Re: [HACKERS] [PATCH] Incremental sort

From: Alexander Korotkov <a(dot)korotkov(at)postgrespro(dot)ru>
To: Tomas Vondra <tomas(dot)vondra(at)2ndquadrant(dot)com>
Cc: Alexander Kuzmenkov <a(dot)kuzmenkov(at)postgrespro(dot)ru>, Andres Freund <andres(at)anarazel(dot)de>, Teodor Sigaev <teodor(at)sigaev(dot)ru>, Darafei Komяpa Praliaskouski <me(at)komzpa(dot)net>, Antonin Houska <ah(at)cybertec(dot)at>, pgsql-hackers <pgsql-hackers(at)postgresql(dot)org>
Subject: Re: [HACKERS] [PATCH] Incremental sort
Date: 2018-04-05 23:43:18
Message-ID: CAPpHfdte2tr+_W9TmRZ5rrfqhOCteYrBkgKV07QCbNoycV=U5w@mail.gmail.com
Views: Raw Message | Whole Thread | Download mbox | Resend email
Thread:
Lists: pgsql-hackers

Hi!

On Tue, Apr 3, 2018 at 2:10 PM, Tomas Vondra <tomas(dot)vondra(at)2ndquadrant(dot)com>
wrote:

> I think solving this may be fairly straight-forward. Essentially, until
> now we only had one way to do the sort, so it was OK to make the sort
> implicit by checking if the path is sorted
>
> if (input not sorted)
> {
> ... add a Sort node ...
> }
>
> But now we have multiple possible ways to do the sort, with different
> startup/total costs. So the places that create the sorts need to
> actually generate the Sort paths for each sort alternative, and store
> the information in the Sort node (instead of relying on pathkeys).
>
> Ultimately, this should simplify the createplan.c places making all the
> make_sort calls unnecessary (i.e. the input should be already sorted
> when needed). Otherwise it'd mean the decision needs to be done locally,
> but I don't think that should be needed.
>
> But it's surely a fairly invasive change to the patch ...
>

Right, there are situation when incremental sort has lower startup cost,
but higher total cost. In order to find lower cost, we ideally should
generate
paths for both full sort and incremental sort. However, that would increase
number of total pathes, and could slowdown planning time. Another issue
that we don't always generate pathes for sort. And yes, it would be rather
invasive. So, that doesn't look feasible to get into 11.
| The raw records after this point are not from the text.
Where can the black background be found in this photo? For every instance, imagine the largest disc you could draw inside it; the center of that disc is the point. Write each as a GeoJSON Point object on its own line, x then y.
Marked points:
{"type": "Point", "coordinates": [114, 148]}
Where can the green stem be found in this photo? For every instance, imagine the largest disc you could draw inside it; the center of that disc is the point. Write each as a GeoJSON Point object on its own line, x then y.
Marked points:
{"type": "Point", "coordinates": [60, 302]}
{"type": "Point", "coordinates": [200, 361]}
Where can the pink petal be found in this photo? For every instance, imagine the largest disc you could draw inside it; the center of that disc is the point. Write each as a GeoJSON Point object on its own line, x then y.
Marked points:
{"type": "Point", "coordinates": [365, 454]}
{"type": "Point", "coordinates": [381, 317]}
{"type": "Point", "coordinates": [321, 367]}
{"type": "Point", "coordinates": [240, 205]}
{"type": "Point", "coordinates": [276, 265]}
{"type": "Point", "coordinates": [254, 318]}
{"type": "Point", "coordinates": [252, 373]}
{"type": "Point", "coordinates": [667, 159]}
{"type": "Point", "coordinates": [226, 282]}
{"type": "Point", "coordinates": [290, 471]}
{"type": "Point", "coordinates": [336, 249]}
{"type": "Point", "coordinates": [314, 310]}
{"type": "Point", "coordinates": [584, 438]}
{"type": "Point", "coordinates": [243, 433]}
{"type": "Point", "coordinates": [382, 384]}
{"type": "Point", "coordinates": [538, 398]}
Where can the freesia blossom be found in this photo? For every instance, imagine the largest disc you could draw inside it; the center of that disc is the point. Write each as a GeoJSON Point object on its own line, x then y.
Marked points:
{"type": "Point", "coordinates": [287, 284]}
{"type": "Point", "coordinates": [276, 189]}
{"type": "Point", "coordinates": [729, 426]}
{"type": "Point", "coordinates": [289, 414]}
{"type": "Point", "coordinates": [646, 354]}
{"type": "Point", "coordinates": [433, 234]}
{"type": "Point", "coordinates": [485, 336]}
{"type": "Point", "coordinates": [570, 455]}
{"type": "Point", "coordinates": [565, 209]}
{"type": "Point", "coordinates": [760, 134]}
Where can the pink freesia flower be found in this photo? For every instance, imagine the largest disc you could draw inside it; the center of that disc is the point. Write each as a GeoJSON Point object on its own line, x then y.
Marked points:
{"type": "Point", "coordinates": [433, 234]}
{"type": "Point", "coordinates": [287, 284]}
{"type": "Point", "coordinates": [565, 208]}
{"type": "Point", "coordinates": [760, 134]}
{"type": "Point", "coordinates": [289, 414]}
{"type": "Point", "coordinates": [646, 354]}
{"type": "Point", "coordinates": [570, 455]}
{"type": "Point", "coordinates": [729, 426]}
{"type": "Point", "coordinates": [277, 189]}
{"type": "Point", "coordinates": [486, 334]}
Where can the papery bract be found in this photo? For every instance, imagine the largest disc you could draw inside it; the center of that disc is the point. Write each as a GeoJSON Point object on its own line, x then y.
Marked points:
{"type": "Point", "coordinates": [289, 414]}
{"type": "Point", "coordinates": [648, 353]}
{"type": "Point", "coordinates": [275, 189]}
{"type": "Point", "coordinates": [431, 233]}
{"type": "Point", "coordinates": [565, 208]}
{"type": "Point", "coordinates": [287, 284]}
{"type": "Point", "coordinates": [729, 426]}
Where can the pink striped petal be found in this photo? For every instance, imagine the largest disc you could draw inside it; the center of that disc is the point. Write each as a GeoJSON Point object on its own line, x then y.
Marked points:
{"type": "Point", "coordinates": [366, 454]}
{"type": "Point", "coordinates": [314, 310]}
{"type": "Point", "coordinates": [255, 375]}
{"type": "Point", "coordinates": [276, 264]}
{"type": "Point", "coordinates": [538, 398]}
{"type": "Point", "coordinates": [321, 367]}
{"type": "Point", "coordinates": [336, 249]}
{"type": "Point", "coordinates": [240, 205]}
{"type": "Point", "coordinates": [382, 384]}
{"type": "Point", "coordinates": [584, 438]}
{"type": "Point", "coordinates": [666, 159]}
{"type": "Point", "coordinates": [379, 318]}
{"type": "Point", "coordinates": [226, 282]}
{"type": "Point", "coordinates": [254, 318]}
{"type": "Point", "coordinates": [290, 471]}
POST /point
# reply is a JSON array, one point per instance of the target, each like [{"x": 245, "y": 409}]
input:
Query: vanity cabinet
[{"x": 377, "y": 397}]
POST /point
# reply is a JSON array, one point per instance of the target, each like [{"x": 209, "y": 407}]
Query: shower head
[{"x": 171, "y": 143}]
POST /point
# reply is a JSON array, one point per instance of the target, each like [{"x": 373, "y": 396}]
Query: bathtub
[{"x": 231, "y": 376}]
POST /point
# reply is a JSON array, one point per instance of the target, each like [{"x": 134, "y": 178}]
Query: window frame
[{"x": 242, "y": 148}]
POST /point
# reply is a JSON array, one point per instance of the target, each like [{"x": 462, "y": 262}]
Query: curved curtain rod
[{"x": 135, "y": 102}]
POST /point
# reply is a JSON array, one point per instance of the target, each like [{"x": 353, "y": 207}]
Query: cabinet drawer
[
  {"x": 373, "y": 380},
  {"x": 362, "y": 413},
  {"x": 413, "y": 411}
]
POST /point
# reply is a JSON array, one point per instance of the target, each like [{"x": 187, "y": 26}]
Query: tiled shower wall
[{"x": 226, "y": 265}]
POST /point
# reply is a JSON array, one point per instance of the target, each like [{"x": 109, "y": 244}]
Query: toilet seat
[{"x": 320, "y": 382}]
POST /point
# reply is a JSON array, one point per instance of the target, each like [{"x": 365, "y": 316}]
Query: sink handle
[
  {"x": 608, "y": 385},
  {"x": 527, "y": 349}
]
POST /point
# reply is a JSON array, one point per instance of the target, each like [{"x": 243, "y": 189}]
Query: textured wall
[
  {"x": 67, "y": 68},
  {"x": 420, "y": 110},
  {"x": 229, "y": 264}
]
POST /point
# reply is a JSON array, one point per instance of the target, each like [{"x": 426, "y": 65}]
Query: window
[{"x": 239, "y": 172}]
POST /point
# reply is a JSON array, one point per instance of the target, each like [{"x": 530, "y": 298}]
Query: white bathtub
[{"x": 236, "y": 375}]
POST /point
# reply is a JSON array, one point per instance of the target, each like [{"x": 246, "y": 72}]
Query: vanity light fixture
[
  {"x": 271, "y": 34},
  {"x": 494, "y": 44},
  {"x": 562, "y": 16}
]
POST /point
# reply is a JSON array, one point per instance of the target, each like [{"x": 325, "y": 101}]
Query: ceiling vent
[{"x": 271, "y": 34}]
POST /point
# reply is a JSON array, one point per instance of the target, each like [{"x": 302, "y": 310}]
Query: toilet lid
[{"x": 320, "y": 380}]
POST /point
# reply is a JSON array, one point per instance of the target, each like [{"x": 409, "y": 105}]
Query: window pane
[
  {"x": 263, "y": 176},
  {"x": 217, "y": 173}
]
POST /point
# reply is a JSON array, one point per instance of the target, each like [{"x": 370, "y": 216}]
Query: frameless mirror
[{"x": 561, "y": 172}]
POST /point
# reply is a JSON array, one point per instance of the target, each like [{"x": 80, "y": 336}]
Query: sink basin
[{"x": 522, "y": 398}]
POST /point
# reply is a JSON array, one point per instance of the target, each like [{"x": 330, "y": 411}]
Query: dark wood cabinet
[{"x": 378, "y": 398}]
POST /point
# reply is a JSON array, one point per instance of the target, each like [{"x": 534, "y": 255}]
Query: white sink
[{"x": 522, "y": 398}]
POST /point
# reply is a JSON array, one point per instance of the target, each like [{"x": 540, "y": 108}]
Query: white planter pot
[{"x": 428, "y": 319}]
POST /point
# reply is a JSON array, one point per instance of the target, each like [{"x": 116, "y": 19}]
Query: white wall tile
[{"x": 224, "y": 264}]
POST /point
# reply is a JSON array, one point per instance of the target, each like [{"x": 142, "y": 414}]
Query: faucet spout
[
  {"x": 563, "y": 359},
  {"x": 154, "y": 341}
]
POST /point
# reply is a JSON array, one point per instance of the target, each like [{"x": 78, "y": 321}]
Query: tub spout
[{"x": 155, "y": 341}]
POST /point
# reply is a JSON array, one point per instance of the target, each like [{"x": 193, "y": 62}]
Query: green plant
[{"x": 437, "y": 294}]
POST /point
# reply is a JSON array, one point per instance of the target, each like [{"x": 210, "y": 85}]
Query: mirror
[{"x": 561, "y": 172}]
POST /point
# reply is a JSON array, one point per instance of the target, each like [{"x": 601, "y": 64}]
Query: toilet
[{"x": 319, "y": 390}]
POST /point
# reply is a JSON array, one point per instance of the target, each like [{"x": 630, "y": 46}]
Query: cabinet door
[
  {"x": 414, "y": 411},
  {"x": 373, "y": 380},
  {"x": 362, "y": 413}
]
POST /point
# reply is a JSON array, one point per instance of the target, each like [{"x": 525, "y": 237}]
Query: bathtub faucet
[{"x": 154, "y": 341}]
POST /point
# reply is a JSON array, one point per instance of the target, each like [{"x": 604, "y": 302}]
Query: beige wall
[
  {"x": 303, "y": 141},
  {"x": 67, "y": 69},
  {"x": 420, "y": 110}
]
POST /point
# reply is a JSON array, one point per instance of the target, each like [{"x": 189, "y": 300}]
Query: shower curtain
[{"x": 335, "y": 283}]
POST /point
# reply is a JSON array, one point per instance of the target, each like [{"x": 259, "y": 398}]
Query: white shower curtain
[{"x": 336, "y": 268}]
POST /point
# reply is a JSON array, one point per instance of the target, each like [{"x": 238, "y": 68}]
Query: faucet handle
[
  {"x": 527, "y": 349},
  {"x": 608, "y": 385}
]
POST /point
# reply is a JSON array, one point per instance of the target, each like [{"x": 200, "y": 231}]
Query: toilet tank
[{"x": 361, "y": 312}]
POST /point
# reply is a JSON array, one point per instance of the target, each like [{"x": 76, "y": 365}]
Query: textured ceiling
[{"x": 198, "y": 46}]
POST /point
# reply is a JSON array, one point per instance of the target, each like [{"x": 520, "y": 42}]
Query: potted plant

Intead, I decided to cut usage of incremental sort. Now, incremental sort
is generated only in create_sort_path(). Cheaper path selected between
incremental sort and full sort with taking limit_tuples into account.
That limits usage of incremental sort, however risk of regression by this
patch is also minimal. In fact, incremental sort will be used only when
sort is explicitly specified and simultaneously LIMIT is specified or
dataset to be sorted is large and incremental sort saves disk IO.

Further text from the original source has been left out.